No the problem is, we're placing superblocks into specific zones, regardless of
the zone size. This creates a problem when you need to inspect a file system,
but don't have the block device available, because you can't look at the zone 
size to calculate where the superblocks are on the device.

With this change we're placing the superblocks not into specific zone numbers,
but into the zones starting at specific offsets. We're taking 8G zone size as
a maximum expected zone size, to make sure we're not overlapping superblock
zones. Currently SMR disks have a zone size of 256MB and we're expecting ZNS
drives to be in the 1-2GB range, so this 8GB gives us room to breath.

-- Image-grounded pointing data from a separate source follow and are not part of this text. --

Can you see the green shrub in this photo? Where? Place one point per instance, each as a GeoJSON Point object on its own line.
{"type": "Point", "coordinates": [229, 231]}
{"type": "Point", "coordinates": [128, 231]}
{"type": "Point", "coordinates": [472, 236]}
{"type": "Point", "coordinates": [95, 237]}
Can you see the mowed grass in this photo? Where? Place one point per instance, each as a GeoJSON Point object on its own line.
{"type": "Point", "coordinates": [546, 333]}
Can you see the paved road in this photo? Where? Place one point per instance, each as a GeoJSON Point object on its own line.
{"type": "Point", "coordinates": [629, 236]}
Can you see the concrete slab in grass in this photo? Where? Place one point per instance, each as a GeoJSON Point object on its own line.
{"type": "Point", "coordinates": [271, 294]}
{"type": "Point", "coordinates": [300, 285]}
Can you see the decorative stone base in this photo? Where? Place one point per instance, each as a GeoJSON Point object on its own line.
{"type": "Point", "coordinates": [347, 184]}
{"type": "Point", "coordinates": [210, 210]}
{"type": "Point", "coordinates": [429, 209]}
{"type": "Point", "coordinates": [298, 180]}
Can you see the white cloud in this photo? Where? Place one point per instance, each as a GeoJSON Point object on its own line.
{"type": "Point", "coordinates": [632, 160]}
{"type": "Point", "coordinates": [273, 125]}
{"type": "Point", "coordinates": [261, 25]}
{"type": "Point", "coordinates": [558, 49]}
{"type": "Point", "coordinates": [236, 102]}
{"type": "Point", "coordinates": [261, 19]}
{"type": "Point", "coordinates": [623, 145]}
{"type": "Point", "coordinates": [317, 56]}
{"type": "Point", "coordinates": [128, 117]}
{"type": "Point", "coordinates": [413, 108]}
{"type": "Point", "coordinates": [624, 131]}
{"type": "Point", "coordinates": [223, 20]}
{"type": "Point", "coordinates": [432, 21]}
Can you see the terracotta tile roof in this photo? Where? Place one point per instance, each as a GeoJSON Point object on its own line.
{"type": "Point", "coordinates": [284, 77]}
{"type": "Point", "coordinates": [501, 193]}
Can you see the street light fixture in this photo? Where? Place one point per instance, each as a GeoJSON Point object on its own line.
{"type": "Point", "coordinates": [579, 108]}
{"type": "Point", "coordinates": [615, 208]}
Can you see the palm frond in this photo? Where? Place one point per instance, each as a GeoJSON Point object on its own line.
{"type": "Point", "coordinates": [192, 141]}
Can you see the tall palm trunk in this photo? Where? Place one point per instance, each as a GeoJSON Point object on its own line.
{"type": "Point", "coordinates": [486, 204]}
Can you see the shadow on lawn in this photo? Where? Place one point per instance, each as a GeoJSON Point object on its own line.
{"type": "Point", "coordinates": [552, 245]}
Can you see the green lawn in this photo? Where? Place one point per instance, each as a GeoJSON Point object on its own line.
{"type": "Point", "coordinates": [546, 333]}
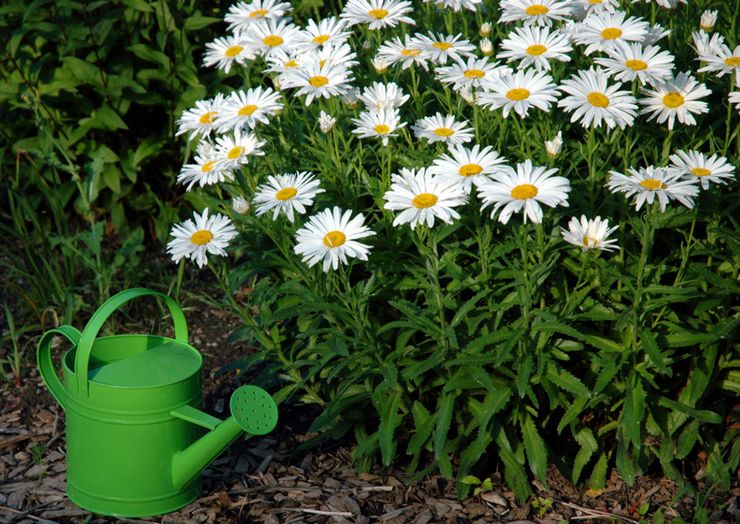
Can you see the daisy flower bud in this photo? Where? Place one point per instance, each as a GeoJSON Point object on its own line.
{"type": "Point", "coordinates": [240, 205]}
{"type": "Point", "coordinates": [326, 122]}
{"type": "Point", "coordinates": [555, 145]}
{"type": "Point", "coordinates": [486, 47]}
{"type": "Point", "coordinates": [708, 19]}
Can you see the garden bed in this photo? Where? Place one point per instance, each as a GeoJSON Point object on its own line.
{"type": "Point", "coordinates": [269, 480]}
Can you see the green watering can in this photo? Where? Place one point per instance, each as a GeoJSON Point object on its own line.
{"type": "Point", "coordinates": [136, 440]}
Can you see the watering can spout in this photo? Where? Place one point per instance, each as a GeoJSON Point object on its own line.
{"type": "Point", "coordinates": [253, 411]}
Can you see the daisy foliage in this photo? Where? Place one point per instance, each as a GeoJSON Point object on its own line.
{"type": "Point", "coordinates": [446, 222]}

Hope this helps clearing up any confusion.

Byte,
Johannes


Re: [PATCH] btrfs: zoned: move superblock logging zone location

2021-04-07 Thread Josef Bacik

On 3/15/21 1:53 AM, Naohiro Aota wrote:

This commit moves the location of superblock logging zones. The location of
the logging zones are determined based on fixed block addresses instead of
on fixed zone numbers.

By locating the superblock zones using fixed addresses, we can scan a
dumped file system image without the zone information. And, no drawbacks
exist.

We use the following three pairs of zones containing fixed offset
locations, regardless of the device zone size.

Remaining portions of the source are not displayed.